3 answer categories. A weighted sum results in a score in the range –0.3 to 1, with higher scores indicating better health status. The SF-36 is a validated questionnaire to survey health status ( Aaronson et al 1998, Ware and Sherbourne 1992). It contains 36 questions, each with 2 to 5 response options. The SF-36 has no overall score, but two summary scores can be calculated: a physical component summary and a mental Anti-infection Compound Library component summary. Because of a large overlap, we created one substitute question for both the EQ-5D and the SF-36 physical component summary. This substitute question was, How would

you rate your general health? (scores range from 0 = excellent, to 10 = very poor). Outcome measures were global perceived effect and pain severity in the leg at 1 year follow-up. Assessment of the outcome measures was done using a mailed questionnaire to be filled out by each participant. TCL Global perceived effect was measured on a 7-point scale ranging from 1 = completely recovered, to 7 = vastly worsened. Global perceived effect is regarded as a clinically relevant, reliable, and responsive outcome measure (Bombardier 2000, Dworkin et al 2005).
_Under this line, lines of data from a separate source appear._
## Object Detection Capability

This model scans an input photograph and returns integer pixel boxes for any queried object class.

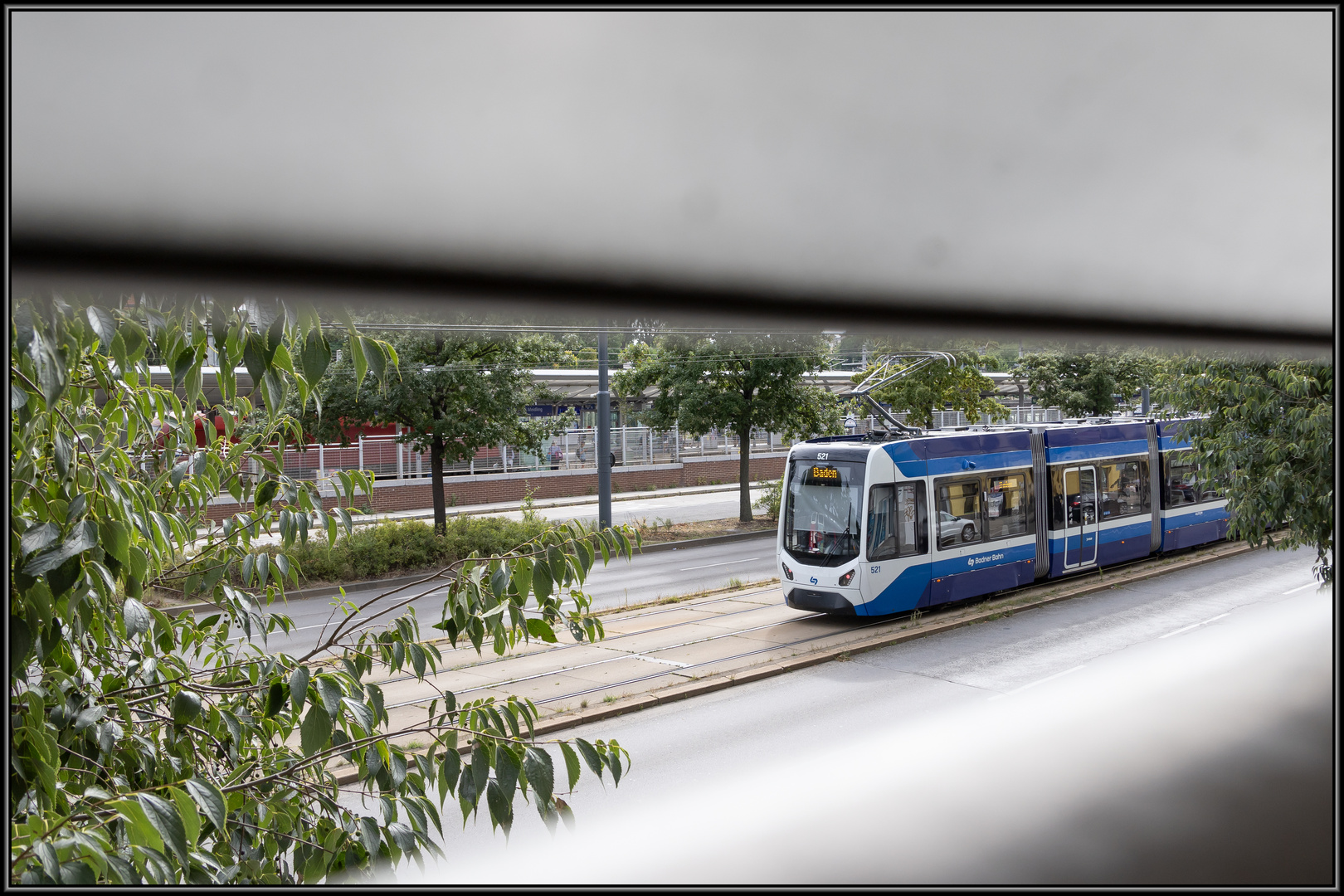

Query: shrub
[752,475,783,520]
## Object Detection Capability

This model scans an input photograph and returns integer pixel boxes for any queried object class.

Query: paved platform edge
[336,543,1258,786]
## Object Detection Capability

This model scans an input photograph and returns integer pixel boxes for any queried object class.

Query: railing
[261,407,1060,480]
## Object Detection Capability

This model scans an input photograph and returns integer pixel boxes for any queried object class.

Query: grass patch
[252,516,547,586]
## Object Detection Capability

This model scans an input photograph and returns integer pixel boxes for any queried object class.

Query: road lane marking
[989,662,1088,700]
[629,653,691,669]
[1158,612,1231,640]
[677,558,761,572]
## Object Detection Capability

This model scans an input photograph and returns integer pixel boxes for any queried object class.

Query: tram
[777,419,1229,616]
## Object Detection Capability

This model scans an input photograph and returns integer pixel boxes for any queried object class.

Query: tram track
[379,542,1225,709]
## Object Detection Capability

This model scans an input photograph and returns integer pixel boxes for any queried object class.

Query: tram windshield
[783,458,864,566]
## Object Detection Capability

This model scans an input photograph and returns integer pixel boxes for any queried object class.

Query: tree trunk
[738,426,752,523]
[429,334,447,534]
[429,436,447,534]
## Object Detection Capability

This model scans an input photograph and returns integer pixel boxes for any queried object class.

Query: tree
[1157,354,1335,583]
[616,334,840,523]
[9,298,633,885]
[1010,349,1158,416]
[854,349,1008,427]
[299,321,570,534]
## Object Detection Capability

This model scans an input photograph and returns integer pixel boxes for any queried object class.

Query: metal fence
[261,407,1060,480]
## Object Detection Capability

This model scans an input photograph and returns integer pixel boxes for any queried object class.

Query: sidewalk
[197,482,767,544]
[319,543,1251,785]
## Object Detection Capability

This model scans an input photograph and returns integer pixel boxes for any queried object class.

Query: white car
[938,510,980,545]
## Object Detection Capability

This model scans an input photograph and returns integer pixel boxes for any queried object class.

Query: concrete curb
[336,543,1255,786]
[640,529,780,553]
[163,529,776,616]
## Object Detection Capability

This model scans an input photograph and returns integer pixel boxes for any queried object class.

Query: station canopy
[8,8,1337,353]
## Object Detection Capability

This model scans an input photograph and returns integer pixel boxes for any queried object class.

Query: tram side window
[1162,449,1222,508]
[1097,458,1153,520]
[985,471,1036,540]
[934,477,984,551]
[869,482,928,560]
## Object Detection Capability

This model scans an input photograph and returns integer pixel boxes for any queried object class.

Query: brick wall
[200,454,786,523]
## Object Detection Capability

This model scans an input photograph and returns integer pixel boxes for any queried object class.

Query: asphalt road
[478,489,761,525]
[365,551,1335,885]
[232,533,776,655]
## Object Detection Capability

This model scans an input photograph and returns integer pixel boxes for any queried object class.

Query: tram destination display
[802,465,840,486]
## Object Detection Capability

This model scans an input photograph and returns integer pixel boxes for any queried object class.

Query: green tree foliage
[1158,356,1335,583]
[854,349,1010,427]
[616,334,840,523]
[1010,349,1160,416]
[9,298,633,885]
[290,321,572,534]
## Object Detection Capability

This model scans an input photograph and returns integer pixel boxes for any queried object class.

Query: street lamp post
[597,328,611,529]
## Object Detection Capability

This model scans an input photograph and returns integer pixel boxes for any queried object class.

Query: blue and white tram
[777,421,1227,616]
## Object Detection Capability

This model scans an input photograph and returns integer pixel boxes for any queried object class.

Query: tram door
[1064,466,1101,570]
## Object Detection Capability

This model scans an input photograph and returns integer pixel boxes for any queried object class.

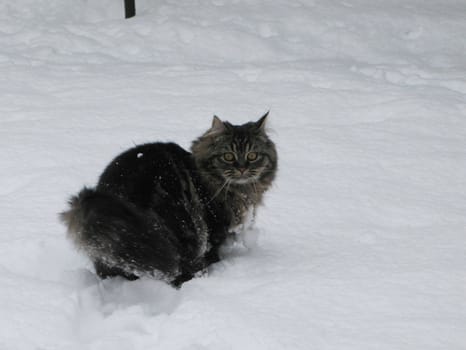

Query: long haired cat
[60,113,277,286]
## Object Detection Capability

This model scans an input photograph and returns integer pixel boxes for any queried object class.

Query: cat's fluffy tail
[60,188,179,279]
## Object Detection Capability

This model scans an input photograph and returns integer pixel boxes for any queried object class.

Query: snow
[0,0,466,350]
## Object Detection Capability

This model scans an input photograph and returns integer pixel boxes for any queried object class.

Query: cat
[60,112,277,286]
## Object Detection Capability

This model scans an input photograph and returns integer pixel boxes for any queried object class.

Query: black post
[125,0,136,18]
We dichotomised the ratings into ‘recovered’ (‘completely recovered’ and ‘much improved’) and ‘not recovered’ (‘slightly improved’ to ‘worse than ever’) (Luijsterburg et al 2008). Pain severity in the leg was scored on an 11-point numerical rating scale ranging from 0 = no pain, to 10 = unbearable pain (Von Korff et al 2000). A numerical rating scale is regarded as a clinically relevant, reliable, valid, and responsive pain scale (Dworkin et al 2005). Missing values in the original trial database were imputed by assigning the last available score. Our research question was answered by calculating correlations and applying logistic regression models.